# This is a demo on how to use checkpoints of trained models

# Load a checkpoint
##### Model choices are uni-lstm, bi-lstm, bi-max-lstm, mean

In [1]:
import argparse
from models import SNLIModel
from train import parse_args
import torch

  from .autonotebook import tqdm as notebook_tqdm


In [2]:
checkpoint_path = "modelsaves/bi_max_lstm_model.pth"
modeltype = 'bi-max-lstm' # Make sure this matches the checkpoint you are loading in!
# choices are uni-lstm, bi-lstm, bi-max-lstm, mean

In [3]:
params = parse_args() # The default parameters (do not worry, this is just for initialization, it wont matter since we are evaluating only not training)
params.checkpoint_path = checkpoint_path
params.encoder_model = modeltype

In [4]:
checkpoint_info = torch.load(checkpoint_path)
print(checkpoint_info.keys())
print(f"Model: {modeltype}")
print(f"Epoch: {checkpoint_info['epoch']}")
print(f"Dev accuracy; {checkpoint_info['dev_accuracy'].item()}")

dict_keys(['model_state_dict', 'optimizer_state_dict', 'epoch', 'dev_accuracy'])
Model: bi-max-lstm
Epoch: 5
Dev accuracy; 0.8474903702735901


In [5]:
checkpoint_model = SNLIModel(params)

Setting up all imports and downloads


[nltk_data] Downloading package punkt to /home/david/nltk_data...
[nltk_data]   Package punkt is already up-to-date!
[nltk_data] Downloading package punkt_tab to /home/david/nltk_data...
[nltk_data]   Package punkt_tab is already up-to-date!


Preprocessing the data
Setting up the classifier (and the encoder within)
Setting up the optimizer and loss function
Checkpoint loaded from modelsaves/bi_max_lstm_model.pth


# Example on how to predict using the checkpoint model

In [6]:
premise = "Two men sitting in the sun"
hypothesis = "Nobody is sitting in the shade"
checkpoint_model.predict([premise], [hypothesis])

(tensor([1], device='cuda:0'), ['neutral'])

In [7]:
premise = "A man is walking a dog"
hypothesis = "No cat is outside"
checkpoint_model.predict([premise], [hypothesis])

(tensor([0], device='cuda:0'), ['entailment'])

# Example on evaluating a dataset and obtaining an accuracy

In [8]:
dev_accuracy = checkpoint_model.evaluate_accuracy(checkpoint_model.dev_data).item()
test_accuracy = checkpoint_model.evaluate_accuracy(checkpoint_model.test_data).item()

In [9]:
print(f"The dev accuracy is {round(dev_accuracy, 5)} and the test accuracy is {round(test_accuracy, 5)}")

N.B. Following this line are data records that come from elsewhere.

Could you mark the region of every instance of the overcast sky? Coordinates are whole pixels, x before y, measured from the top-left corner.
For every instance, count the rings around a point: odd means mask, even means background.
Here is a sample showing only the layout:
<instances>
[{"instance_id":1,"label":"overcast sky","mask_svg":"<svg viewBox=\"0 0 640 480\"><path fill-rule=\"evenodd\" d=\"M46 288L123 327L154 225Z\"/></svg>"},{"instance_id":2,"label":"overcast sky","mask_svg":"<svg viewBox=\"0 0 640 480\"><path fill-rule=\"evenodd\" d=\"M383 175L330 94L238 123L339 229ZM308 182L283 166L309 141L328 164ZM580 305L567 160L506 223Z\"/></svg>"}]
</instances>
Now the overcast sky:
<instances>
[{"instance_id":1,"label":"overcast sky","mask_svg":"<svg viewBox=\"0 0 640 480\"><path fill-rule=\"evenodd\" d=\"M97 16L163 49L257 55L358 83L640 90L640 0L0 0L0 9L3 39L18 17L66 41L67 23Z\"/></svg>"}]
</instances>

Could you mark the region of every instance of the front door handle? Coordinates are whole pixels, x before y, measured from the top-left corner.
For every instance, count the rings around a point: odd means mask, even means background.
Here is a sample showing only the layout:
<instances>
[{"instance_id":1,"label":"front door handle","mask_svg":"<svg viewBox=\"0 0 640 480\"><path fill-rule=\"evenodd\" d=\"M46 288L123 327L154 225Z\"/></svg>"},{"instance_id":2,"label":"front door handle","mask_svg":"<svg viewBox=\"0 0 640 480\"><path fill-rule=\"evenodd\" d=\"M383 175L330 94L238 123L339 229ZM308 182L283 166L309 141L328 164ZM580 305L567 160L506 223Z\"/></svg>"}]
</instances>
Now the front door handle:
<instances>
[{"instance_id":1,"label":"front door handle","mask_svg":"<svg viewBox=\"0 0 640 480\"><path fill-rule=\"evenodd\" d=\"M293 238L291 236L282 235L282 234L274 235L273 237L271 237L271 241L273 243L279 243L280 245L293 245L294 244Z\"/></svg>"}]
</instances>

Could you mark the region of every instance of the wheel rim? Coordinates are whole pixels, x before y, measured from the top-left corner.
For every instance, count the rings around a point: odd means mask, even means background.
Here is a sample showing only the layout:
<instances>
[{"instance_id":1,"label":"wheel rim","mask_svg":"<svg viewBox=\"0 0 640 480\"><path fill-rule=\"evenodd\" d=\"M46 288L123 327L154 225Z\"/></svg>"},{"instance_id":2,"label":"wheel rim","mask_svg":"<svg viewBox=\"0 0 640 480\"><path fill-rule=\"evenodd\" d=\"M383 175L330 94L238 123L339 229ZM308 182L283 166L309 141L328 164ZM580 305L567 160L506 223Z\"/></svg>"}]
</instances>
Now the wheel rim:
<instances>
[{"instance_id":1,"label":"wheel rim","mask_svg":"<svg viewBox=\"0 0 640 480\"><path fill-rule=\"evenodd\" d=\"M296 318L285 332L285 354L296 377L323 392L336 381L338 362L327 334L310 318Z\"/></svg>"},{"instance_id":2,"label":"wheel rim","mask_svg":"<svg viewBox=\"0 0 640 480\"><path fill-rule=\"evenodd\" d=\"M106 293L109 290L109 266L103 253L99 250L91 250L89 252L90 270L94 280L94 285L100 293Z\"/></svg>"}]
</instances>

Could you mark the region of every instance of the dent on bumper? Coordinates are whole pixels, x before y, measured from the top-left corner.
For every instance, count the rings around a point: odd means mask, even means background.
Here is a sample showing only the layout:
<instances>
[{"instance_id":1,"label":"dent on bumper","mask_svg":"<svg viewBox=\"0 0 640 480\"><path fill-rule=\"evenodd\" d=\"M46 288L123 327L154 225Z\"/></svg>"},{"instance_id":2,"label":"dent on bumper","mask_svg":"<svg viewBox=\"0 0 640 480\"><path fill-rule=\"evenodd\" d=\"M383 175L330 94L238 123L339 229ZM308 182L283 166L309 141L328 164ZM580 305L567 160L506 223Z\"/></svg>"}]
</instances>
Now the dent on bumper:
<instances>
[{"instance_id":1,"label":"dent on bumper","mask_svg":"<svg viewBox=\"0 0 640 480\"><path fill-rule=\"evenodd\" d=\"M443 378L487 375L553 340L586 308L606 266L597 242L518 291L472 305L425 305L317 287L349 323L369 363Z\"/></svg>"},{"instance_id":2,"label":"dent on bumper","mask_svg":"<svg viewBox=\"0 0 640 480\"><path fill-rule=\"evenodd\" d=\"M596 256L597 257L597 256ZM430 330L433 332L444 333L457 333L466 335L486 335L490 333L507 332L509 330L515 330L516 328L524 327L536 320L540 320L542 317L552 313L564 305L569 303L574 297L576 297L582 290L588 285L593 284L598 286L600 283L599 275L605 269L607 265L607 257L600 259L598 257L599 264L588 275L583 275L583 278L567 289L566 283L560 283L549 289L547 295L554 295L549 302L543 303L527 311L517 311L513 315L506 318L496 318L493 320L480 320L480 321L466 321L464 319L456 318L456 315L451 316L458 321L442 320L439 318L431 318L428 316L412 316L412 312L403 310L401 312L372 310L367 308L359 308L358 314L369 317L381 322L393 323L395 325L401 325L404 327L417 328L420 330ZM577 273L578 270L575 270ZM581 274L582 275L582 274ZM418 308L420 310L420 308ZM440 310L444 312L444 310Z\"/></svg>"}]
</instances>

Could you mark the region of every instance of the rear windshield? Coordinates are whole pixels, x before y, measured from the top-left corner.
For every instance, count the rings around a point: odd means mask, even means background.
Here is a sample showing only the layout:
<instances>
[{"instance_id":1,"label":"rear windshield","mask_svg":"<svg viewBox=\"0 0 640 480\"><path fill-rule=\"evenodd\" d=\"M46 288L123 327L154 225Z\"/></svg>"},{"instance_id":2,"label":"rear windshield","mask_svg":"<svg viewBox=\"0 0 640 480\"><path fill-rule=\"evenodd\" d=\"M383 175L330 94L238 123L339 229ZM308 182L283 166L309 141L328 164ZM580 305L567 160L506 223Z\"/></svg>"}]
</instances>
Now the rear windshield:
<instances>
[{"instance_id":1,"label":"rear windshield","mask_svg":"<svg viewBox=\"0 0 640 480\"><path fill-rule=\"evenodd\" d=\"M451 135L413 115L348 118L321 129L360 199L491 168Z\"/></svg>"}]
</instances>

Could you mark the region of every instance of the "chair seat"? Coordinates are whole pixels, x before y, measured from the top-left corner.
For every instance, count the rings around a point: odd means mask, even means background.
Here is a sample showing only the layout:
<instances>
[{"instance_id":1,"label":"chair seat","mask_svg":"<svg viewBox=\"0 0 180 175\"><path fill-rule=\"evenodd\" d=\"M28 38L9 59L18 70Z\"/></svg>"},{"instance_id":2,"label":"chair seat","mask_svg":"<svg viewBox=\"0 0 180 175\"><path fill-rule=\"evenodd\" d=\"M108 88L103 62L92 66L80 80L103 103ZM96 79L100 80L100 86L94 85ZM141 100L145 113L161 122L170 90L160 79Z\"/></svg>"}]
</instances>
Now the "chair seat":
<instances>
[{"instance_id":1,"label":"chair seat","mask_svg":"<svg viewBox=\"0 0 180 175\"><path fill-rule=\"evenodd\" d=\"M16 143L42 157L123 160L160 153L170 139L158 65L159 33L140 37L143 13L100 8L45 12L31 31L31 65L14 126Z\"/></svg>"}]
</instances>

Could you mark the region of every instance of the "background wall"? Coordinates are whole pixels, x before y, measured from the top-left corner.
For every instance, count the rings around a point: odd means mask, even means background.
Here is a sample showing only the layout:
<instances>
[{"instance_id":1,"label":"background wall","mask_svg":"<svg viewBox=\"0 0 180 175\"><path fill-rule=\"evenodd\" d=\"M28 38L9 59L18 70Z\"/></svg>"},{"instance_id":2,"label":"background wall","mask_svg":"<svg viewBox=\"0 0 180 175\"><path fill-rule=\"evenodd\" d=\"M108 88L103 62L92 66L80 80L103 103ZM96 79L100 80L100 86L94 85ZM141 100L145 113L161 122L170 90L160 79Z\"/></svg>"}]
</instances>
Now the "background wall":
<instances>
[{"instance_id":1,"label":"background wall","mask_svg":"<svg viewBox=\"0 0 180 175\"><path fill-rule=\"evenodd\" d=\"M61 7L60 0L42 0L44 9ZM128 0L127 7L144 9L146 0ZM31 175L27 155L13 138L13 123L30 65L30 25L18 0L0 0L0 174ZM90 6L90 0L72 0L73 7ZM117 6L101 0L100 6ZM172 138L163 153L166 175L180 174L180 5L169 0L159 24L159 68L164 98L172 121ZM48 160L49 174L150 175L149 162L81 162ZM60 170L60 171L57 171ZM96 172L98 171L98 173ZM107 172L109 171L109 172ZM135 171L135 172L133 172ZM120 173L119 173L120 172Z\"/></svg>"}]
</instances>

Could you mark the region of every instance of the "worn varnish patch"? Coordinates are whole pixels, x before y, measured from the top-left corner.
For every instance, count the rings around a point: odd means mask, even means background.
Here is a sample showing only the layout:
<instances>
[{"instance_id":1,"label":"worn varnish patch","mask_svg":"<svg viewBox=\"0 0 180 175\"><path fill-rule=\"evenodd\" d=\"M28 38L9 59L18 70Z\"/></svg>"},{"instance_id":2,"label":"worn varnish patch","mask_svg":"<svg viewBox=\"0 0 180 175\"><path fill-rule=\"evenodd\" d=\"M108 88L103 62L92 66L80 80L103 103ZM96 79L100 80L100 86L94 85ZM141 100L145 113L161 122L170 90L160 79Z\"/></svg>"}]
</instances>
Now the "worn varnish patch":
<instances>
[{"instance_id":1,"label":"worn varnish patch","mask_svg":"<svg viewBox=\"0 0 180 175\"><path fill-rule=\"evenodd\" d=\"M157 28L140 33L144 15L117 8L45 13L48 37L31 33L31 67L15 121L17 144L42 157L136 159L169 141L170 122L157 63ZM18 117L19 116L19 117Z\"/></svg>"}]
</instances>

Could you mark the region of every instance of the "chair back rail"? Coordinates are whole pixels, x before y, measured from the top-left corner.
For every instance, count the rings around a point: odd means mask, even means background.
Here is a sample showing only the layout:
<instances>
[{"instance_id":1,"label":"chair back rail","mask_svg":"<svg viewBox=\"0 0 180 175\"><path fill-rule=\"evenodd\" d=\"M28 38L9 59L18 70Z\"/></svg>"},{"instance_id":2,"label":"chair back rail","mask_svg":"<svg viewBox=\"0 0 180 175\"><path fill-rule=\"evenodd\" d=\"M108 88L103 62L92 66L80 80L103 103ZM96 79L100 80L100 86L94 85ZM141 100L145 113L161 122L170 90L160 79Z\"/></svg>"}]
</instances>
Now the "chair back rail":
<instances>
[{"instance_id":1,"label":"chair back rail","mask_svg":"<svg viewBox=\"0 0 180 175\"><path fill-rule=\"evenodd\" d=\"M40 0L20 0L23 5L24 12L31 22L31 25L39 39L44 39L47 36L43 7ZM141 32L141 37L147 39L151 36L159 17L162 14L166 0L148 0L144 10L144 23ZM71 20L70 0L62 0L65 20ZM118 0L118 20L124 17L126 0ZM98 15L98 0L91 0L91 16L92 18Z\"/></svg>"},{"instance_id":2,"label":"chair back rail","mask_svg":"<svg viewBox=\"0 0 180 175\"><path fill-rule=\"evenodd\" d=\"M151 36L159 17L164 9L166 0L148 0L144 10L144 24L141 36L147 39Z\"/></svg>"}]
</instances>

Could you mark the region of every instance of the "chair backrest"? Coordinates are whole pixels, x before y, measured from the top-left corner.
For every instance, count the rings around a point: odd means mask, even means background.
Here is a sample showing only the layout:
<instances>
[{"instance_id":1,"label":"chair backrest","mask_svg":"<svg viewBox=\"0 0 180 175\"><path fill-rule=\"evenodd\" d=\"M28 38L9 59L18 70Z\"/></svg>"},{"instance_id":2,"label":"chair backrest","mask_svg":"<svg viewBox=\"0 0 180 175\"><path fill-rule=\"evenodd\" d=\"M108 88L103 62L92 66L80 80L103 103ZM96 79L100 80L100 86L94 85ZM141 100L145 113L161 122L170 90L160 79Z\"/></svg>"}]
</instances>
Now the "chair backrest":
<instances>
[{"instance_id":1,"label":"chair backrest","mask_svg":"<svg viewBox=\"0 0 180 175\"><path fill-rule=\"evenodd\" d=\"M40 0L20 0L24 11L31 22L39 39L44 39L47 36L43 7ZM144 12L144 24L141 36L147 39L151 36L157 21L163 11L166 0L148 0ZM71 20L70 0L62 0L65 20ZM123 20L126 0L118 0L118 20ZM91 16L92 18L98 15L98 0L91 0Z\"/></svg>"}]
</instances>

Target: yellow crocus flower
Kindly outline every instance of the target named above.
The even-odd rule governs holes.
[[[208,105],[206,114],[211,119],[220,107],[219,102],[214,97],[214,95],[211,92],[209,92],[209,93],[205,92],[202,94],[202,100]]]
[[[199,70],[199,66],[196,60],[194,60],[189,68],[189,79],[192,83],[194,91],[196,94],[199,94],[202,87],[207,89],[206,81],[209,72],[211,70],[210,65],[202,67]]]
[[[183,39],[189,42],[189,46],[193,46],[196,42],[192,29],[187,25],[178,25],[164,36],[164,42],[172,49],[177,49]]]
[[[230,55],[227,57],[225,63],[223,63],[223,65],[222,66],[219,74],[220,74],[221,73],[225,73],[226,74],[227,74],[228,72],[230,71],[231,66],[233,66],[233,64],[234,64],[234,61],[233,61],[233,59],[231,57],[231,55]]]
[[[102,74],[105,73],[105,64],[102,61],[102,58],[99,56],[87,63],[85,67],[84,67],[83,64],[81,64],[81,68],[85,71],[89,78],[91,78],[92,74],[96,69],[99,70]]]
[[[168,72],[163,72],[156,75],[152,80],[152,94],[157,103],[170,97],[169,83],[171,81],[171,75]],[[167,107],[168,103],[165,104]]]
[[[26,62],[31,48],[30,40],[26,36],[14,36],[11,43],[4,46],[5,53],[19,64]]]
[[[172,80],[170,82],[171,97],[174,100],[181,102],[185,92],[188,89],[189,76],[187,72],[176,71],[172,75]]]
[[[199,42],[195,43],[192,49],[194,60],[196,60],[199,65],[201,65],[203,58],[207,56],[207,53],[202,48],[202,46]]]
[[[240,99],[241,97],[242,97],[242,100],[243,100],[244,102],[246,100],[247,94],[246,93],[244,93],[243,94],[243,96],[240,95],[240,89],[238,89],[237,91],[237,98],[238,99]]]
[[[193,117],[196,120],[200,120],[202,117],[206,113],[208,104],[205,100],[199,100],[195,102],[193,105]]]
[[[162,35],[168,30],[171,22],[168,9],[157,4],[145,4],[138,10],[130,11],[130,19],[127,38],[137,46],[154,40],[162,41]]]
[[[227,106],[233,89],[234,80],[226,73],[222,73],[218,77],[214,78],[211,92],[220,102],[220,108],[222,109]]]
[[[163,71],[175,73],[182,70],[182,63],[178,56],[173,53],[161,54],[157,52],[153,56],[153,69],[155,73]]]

The dev accuracy is 0.84749 and the test accuracy is 0.85006


# Error Analysis
At the above code, simply change the model checkpoint and rerun the notebook to see how each model performs on these examples

This should be a contradiction

Why is it a hard task?

Lexical overlap is low and the model may struggle to tie "apple" to "fruit" or to detect that "no one" contradicts "a woman"

In [10]:
premise = "A woman is eating an apple"
hypothesis = "No one is eating fruit"
checkpoint_model.predict([premise], [hypothesis])

(tensor([0], device='cuda:0'), ['entailment'])

This should be a contradiction

Why is it hard task?

Both sentences involve a baby, but it takes commonsense to realize that babies who cry in cribs probably aren’t talking.

In [11]:
premise = "A baby is crying in a crib"
hypothesis = "The baby is talking to its parents"
checkpoint_model.predict([premise], [hypothesis])

(tensor([2], device='cuda:0'), ['contradiction'])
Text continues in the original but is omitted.